Para León, pode ter sido um erro também o horário de chegada ao cume do Aconcágua pelo casal. Eduardo e Rita chegaram ao topo somente no fim da tarde de quinta-feira, entre 17h e 18h.
A volta, à noite, é mais difícil, segundo informou o funcionário. E os dois foram vencidos pela fadiga, agravada pelo frio e pela desidratação. Eles não tiveram forças para chegar à base mais próxima, sendo encontrados desacordados por um guia norueguês, Lars Oslo, que subia o pico com um outro grupo de alpinistas, na sexta-feira, a 600 metros do pico.
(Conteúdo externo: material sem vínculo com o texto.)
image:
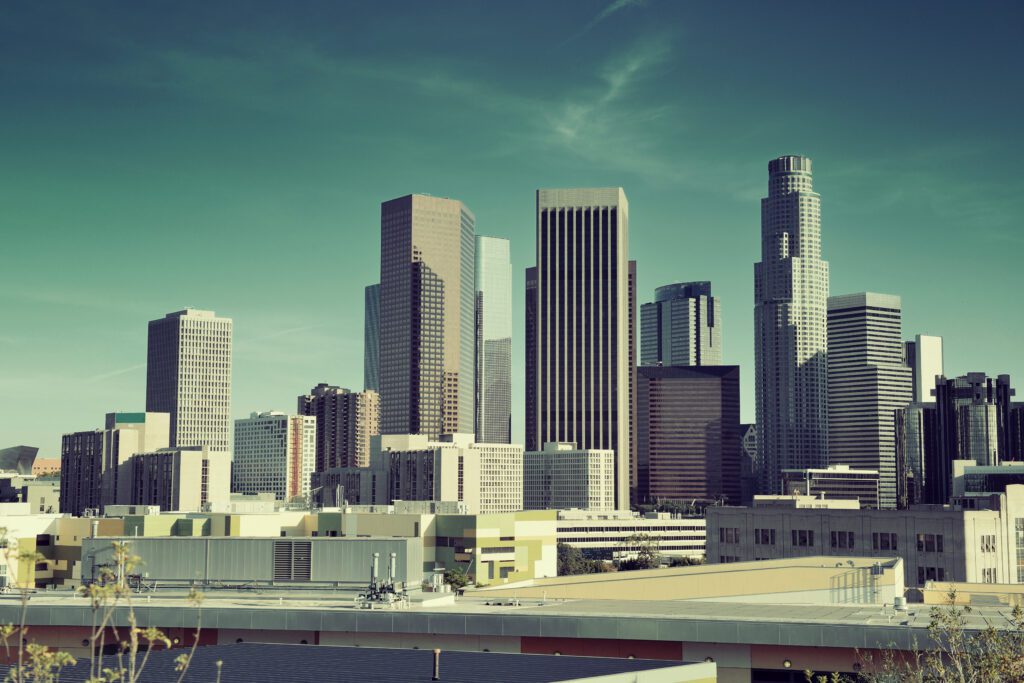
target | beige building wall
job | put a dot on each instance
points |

Vítima morreu pouco antes de chegar a acampamento
Oslo chamou por rádio os guardas do parque do Aconcágua e a patrulha de resgate. Os grupos de salvamento subiram para auxiliar Eduardo e Rita, mas o cirurgião-dentista já mostrava muitos problemas de saúde. Ele morreu de parada cardíaca pouco antes de chegar ao acampamento-base Berlín, que serve de apoio para os montanhistas que visitam o Aconcágua, a 6.100 metros de altura
O acidente ¿ na mesma face sul do Aconcágua ¿ fez lembrar a tragédia que vitimou três alpinistas brasileiros em 1998: o líder da expedição, Mozart Catão, e seus companheiros Alexandre Oliveira e Othon Leonardos. Eles iniciaram a expedição em 31 de janeiro e chegaram aos 5.300 metros. Mas em 2 de fevereiro o tempo piorou e eles tiveram de parar. No dia 3, às 20h, uma avalanche arrastou Mozart, que não estava preso por cordas. Alexandre, que estava amarrado, ficou preso numa saliência da montanha e também morreu. Othon manteve contato com a base por duas horas e meia, até não mais responder aos chamados. Recentemente, no dia 29 de novembro, a alemã Petra Ilg também havia morrido, em outra expedição no pico.